At some point in 2019, their son got involved and eventually found a buyer — Hope Community, which purchased the property for $400 in March, according to the timeline and the Linn County Assessor’s Office documents.
Tracking dilapidated properties
Emily Breen, the city’s public services communications specialist, said the process takes time to deal with vacant and dilapidated properties. In July 2015, the city added a chapter to the housing code to track these properties.
There have been 114 vacant properties documented, as of April 1, each in varying degrees of compliance, Breen said. The city works with the owners on a case-by-case basis. Many times, the property changes owners; permits allow up to one year to make repairs; the court allows time to make repairs, which can be extended for a legitimate need; and court authorization is required to demolish homes — typically reserved for houses in the worst conditions.
“Property owners get a lot of opportunities and there are a lot of protections for property owners,” Breen said.
Between March 2016 and last month, not including derecho-related demolitions, there have been 65 structures in Cedar Rapids up for demolition or restoration and all those led to demolition, Ciabatti noted. Of those, 35 property owners complied and demolished the properties themselves, and the city received a court order to demolish 13. The remaining cases are still in progress.
Ziegler said neighbors will start seeing some progress once the burned house is demolished in a few months. But Hope Community’s house building projects usually take longer than usual because men in the training program aren’t skilled builders and construction workers. There are only seven men in the program, along with a skilled construction manager and supervisor. The house construction may take about a year, he estimated.
Ziegler hopes to add more men in the program, which would help on this project. There have been 54 men in all in the program since it started. They all had employment barriers, many of them just out of prison or community corrections.
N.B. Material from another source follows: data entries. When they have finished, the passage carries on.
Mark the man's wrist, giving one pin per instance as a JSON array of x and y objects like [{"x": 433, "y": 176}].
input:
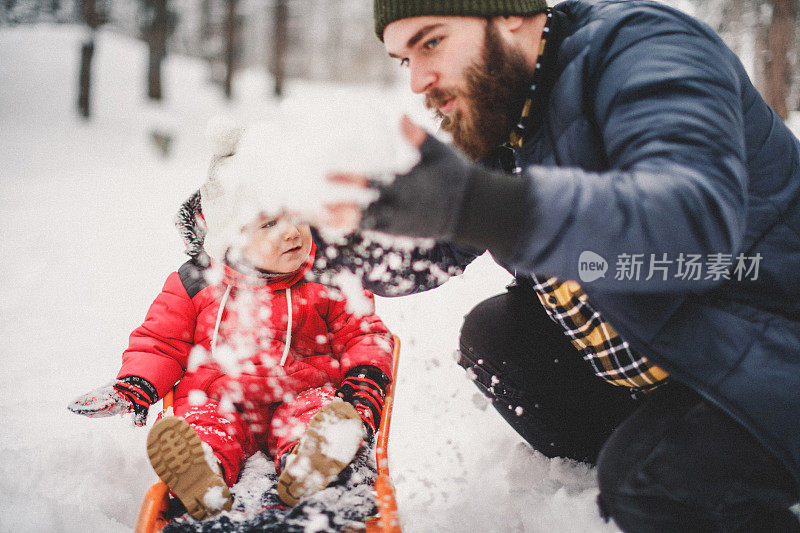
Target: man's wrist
[{"x": 494, "y": 208}]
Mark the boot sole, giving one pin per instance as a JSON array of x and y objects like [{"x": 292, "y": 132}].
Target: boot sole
[
  {"x": 308, "y": 469},
  {"x": 176, "y": 454}
]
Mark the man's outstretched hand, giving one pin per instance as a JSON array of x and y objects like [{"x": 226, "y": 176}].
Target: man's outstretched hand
[{"x": 425, "y": 202}]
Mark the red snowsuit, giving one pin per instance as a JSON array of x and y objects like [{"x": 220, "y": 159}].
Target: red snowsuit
[{"x": 274, "y": 403}]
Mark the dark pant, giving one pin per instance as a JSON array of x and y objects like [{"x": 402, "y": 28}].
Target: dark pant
[{"x": 667, "y": 462}]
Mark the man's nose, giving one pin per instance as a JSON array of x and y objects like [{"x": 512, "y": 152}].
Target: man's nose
[{"x": 423, "y": 78}]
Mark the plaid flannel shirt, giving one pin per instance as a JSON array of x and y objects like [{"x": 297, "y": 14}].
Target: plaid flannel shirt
[{"x": 611, "y": 356}]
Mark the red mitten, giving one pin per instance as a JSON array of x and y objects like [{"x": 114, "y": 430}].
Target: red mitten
[{"x": 130, "y": 394}]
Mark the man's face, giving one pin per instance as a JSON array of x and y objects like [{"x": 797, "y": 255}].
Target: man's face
[{"x": 471, "y": 79}]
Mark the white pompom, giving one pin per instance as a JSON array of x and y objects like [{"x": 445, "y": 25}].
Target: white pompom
[{"x": 223, "y": 135}]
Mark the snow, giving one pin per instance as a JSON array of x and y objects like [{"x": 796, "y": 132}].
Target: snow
[
  {"x": 341, "y": 438},
  {"x": 214, "y": 498},
  {"x": 86, "y": 212}
]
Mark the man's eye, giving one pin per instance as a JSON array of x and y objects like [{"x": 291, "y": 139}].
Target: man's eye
[{"x": 432, "y": 43}]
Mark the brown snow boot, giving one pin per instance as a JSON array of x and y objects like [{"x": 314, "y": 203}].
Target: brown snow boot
[
  {"x": 330, "y": 442},
  {"x": 178, "y": 457}
]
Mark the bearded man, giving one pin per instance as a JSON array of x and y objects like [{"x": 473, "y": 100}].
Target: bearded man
[{"x": 616, "y": 158}]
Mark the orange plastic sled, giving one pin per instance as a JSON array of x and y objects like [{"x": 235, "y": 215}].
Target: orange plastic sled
[{"x": 152, "y": 515}]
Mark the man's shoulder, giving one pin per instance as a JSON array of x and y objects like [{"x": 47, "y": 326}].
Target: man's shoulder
[{"x": 606, "y": 22}]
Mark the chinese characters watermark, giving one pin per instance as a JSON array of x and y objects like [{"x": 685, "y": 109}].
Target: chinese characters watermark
[{"x": 692, "y": 267}]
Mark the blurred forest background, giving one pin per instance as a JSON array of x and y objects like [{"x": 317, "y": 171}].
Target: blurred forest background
[{"x": 332, "y": 40}]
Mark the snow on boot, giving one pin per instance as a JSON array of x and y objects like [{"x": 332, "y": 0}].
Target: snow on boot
[
  {"x": 330, "y": 442},
  {"x": 178, "y": 457}
]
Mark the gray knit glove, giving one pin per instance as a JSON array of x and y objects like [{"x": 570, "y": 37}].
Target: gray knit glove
[{"x": 427, "y": 201}]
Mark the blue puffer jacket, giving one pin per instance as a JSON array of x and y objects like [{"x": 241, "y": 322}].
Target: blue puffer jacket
[
  {"x": 665, "y": 147},
  {"x": 654, "y": 141}
]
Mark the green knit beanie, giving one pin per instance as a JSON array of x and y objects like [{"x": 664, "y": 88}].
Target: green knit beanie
[{"x": 387, "y": 11}]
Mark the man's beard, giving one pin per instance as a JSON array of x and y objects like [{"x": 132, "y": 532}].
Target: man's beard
[{"x": 495, "y": 89}]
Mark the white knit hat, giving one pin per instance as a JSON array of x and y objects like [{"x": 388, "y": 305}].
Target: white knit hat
[{"x": 220, "y": 194}]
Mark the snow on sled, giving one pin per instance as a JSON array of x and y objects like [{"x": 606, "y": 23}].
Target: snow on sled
[{"x": 362, "y": 498}]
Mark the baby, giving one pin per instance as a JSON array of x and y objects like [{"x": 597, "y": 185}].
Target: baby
[{"x": 285, "y": 366}]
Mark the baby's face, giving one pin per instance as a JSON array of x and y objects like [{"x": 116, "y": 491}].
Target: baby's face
[{"x": 276, "y": 245}]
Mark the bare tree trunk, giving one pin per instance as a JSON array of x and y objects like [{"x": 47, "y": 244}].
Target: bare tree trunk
[
  {"x": 777, "y": 69},
  {"x": 92, "y": 19},
  {"x": 85, "y": 79},
  {"x": 280, "y": 45},
  {"x": 157, "y": 39},
  {"x": 230, "y": 47}
]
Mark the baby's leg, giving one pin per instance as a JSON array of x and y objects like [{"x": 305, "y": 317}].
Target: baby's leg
[
  {"x": 199, "y": 454},
  {"x": 332, "y": 432},
  {"x": 226, "y": 436},
  {"x": 291, "y": 419}
]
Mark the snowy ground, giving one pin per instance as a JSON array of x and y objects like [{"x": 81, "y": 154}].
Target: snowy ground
[{"x": 86, "y": 217}]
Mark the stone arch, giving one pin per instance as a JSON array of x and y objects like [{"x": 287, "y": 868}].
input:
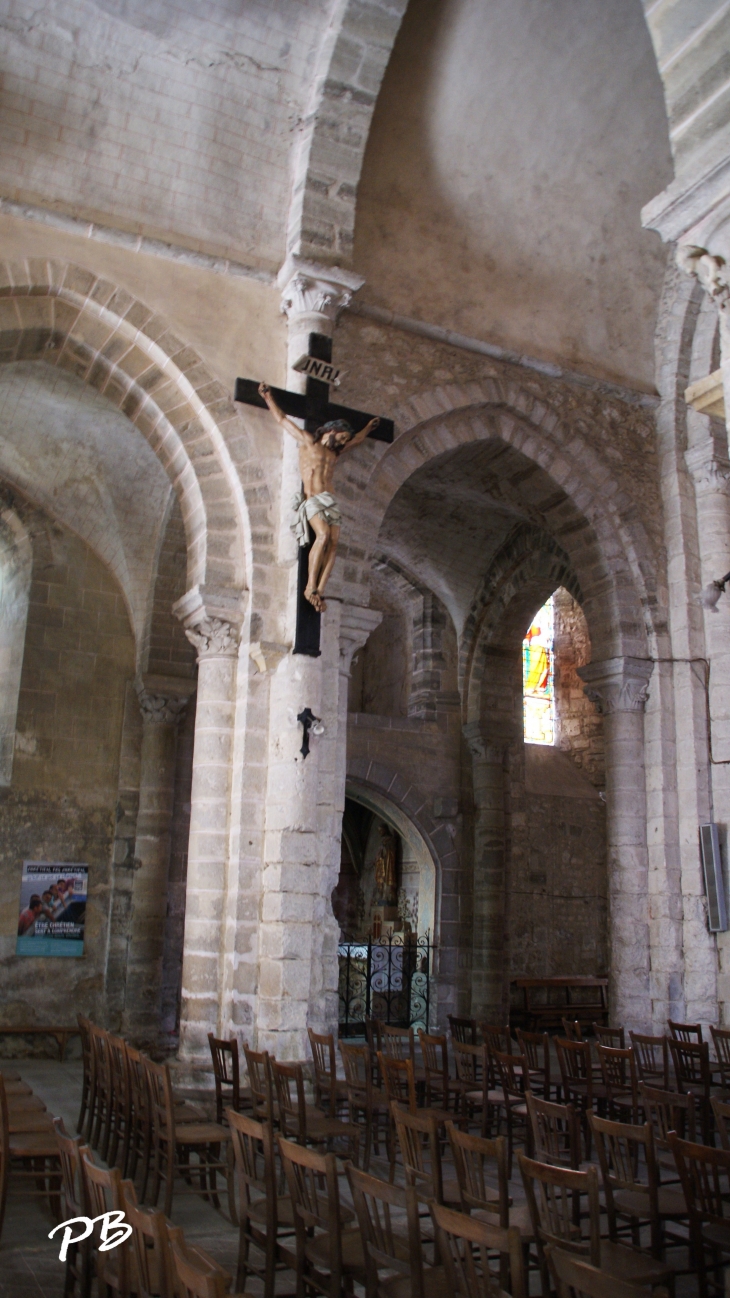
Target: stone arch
[
  {"x": 352, "y": 61},
  {"x": 590, "y": 512},
  {"x": 72, "y": 318}
]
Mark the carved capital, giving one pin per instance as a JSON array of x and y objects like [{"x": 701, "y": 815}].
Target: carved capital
[
  {"x": 312, "y": 290},
  {"x": 709, "y": 471},
  {"x": 617, "y": 684},
  {"x": 711, "y": 271},
  {"x": 356, "y": 624}
]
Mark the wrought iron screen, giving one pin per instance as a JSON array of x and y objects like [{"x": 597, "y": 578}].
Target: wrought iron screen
[{"x": 387, "y": 979}]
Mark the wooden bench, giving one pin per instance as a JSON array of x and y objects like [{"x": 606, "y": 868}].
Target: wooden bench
[
  {"x": 546, "y": 1001},
  {"x": 61, "y": 1035}
]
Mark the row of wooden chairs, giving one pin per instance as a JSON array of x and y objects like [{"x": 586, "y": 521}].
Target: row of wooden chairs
[{"x": 131, "y": 1116}]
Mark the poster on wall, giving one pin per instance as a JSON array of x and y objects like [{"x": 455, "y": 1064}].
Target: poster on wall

Ziegler said about a fourth of those graduated the 12-month training program since it started. Some are successful and some are not. Hope Community has program houses where some of the participants live, which has aided in their progress by being in a stable and positive environment.
Many have felony backgrounds or struggle with substance abuse issues, Ziegler said. Most grew up in a poverty cycle with absent fathers or in “broken single parent” homes.
The program also focuses on teaching life skills — working on attendance, attitude and work ethic — to help the men succeed in society.